Die schmale Straße wurde durch die Lampe vorn an der Kreuzung nur matt erhellt. Hinter den gegenüberliegenden Häusern ragte die alabasterweiße Kuppel von Sacre Coeur in den Nachthimmel empor. Die Rue Becqueret lag wie ausgestorben.

Erst als sich Louis Carpentier ganz aus dem Fenster beugte, sah er den schwarzen Schatten, der am Eisenzaun des Nebengrundstücks lauerte. Es war eine lange, dürre Gestalt, die dort vollkommen bewegungslos stand.

Louis zuckte zusammen. Er kannte das schwarze, bis fast zum Boden reichende Gewand, das dem Büßerhemd der Delinquenten der Französischen Revolution täuschend nachgearbeitet war. Vom Gesicht war nichts zu sehen, denn es wurde von einem nach allen Seiten herunterhängenden Schlapphut völlig verdeckt.
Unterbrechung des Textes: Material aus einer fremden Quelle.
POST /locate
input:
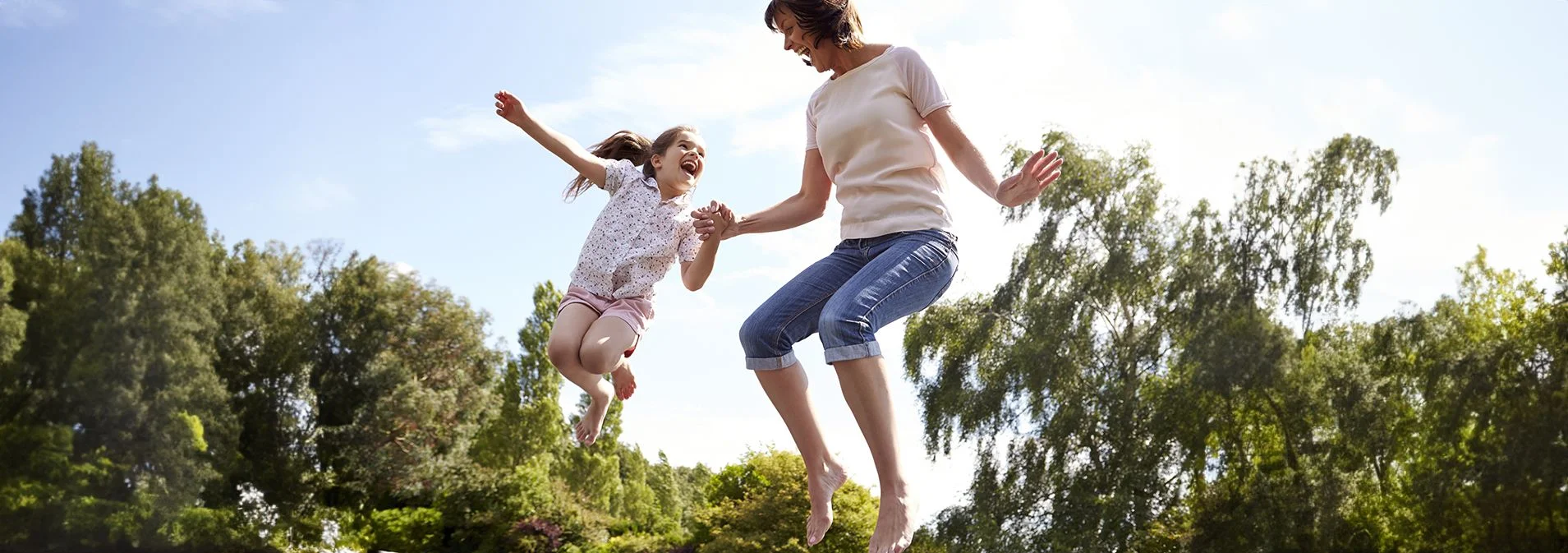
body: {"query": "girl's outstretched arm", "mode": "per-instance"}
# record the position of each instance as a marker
(565, 148)
(695, 273)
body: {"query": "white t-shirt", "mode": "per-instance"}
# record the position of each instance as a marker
(869, 126)
(636, 240)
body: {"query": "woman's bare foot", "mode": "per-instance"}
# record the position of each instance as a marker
(598, 406)
(624, 381)
(894, 523)
(821, 487)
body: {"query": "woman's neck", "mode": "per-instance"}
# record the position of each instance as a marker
(848, 60)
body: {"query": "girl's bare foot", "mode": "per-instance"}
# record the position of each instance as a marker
(624, 381)
(598, 406)
(894, 523)
(821, 486)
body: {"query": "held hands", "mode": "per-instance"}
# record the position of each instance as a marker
(510, 108)
(1038, 173)
(715, 219)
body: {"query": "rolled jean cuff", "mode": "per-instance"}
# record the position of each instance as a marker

»Verdammt!«, stieß Louis Carpentier leise hervor.

Da spürte er den warmen Körper des Mädchens. Er zog sie sanft neben sich, legte den Arm um ihre Schultern und deutete über die Fensterbrüstung.
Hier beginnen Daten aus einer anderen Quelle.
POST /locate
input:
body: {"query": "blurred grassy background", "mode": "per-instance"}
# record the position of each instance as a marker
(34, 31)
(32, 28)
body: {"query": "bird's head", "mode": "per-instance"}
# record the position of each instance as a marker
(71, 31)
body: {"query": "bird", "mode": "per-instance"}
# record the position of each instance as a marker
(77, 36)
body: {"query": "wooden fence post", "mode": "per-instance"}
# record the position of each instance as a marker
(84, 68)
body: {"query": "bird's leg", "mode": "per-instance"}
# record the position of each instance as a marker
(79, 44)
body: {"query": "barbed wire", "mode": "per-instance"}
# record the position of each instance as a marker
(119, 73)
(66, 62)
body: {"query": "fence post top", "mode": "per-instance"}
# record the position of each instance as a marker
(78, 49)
»Könnte es der sein?«, fragte er leise.

Er spürte, wie die junge Frau bei dem düsteren Anblick erschauerte.

»Ich sagte Ihnen doch, Louis, dass ich ihn nicht gesehen habe«, flüsterte sie. »Aber nur der kann es gewesen sein …«

»Das ist doch Pierre in der Maske von Cabral«, sagte Louis.

»Er muss mal wieder stockbesoffen sein – sonst würde er nicht im Bühnenkostüm herumlaufen. Jedenfalls werde ich ihm sofort abgewöhnen, Ihnen einen solchen Schrecken einzujagen, Daisykind.«

»Hallo, Pierre!«, brüllte er dann hinunter.

»Was stehen Sie hier so blöd herum?«

Unter dem Schlapphut hob sich ein geisterhaft blasses Gesicht zum Fenster empor. Der schmale Mund öffnete sich, und ein grausiges Gebiss, das die ganze untere Hälfte der ausgemergelten Visage einnahm wie bei einem Totenschädel, zeigte ein wahrhaft satanisches Grinsen.

»Das ist nicht Pierre«, sagte das Mädchen leise.

»Wer sollte es sonst sein, verdammt noch mal?«, fragte Louis grimmig, aber er war sich plötzlich selbst nicht mehr sicher. »Das werden wir gleich haben.«

Er lief aus dem Zimmer und über den Flur. Dann drückte er die Klinke einer gegenüberliegenden Tür. Als sie nicht nachgab, schlug er ein paar Mal mit der Faust gegen die Füllung.

Erst nach geraumer Zeit ertönte von drinnen ein unwilliges Grunzen.

»Pierre, kommen Sie mal!«, rief Louis.

»Ich habe Ihnen was Interessantes zu zeigen!«

Der Riegel wurde zurückgeschoben, und in der offenen Tür erschien eine hochaufgeschossene Gestalt im Pyjama mit wirr in die Stirn hängenden Haaren.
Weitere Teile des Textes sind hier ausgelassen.